Fly Mutants Lacking Dynamin Cannot Recycle Synaptic Vesicles

Synaptic vesicles are formed primarily by endocytic budding from the plasma membrane of axon termini. Endocytosis usually involves clathrin-coated pits and is quite specific, in that several membrane proteins unique to the synaptic vesicles (e.g., neurotransmitter transporters) are specifically incorporated into the endocytosed vesicles and resident plasma membrane proteins (e.g., the voltage-sensitive Ca2+channel) remain. In this way, synaptic-vesicle membrane proteins can be reused and the recycled vesicles refilled with neurotransmitter (see Figure 22-26, step 6).

As in the formation of other clathrin/AP-coated vesicles, pinching off of endocytosed synaptic vesicles requires the GTP-binding protein dynamin (see Figure 14-19).
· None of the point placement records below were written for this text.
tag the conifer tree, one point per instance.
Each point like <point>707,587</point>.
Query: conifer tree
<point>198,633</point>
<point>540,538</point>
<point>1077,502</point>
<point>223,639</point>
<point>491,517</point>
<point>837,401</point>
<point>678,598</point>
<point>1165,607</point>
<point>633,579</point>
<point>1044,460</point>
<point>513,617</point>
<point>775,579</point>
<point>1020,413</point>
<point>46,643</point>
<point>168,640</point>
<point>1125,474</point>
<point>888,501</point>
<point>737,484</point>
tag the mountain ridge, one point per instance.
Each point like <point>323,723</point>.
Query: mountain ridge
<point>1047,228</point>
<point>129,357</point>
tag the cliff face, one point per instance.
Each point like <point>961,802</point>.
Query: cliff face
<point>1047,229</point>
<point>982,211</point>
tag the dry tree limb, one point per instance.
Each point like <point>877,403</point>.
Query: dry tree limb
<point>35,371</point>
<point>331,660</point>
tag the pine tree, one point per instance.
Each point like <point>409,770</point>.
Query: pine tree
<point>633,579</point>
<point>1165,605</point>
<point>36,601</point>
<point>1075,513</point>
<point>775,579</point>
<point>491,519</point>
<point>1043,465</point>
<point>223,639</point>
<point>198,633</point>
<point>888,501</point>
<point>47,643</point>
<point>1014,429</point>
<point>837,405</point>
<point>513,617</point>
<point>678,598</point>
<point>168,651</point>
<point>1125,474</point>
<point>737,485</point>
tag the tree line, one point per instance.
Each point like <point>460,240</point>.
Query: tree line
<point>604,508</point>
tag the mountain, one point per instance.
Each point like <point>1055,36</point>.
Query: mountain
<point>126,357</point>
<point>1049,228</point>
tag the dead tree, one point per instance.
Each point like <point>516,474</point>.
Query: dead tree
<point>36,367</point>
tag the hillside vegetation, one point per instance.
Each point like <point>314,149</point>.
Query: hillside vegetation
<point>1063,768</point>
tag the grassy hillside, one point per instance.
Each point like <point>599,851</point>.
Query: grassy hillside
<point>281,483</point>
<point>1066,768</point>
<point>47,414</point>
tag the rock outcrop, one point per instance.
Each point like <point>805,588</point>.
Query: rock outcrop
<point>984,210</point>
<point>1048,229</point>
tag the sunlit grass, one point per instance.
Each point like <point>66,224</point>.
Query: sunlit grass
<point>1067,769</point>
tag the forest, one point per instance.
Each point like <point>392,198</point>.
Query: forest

Indeed, analysis of a temperature-sensitive Drosophila mutant called shibire (shi), which encodes the fly dynamin protein, provided early evidence for the role of dynamin in endocytosis. At the permissive temperature of 20 °C, the mutant flies are normal, but at the nonpermissive temperature of 30 °C, they are paralyzed (shibire, “paralyzed,” in Japanese) because pinching off of clathrin-coated pits in neurons and other cells is blocked. When viewed in the electron microscope, the shi neurons at 30 °C show abundant clathrin-coated pits with long necks but few clathrin-coated vesicles. The appearance of nerve termini in shi mutants at the nonpermissive temperature is similar to that of termini from normal neurons incubated in the presence of a nonhydrolyzable analog of GTP (see Figure 14-20). Because of their inability to pinch off new synaptic vesicles, the neurons in shi mutants eventually become depleted of synaptic vesicles when flies are shifted to the nonpermissive temperature, leading to a cessation of synaptic signaling and to paralysis.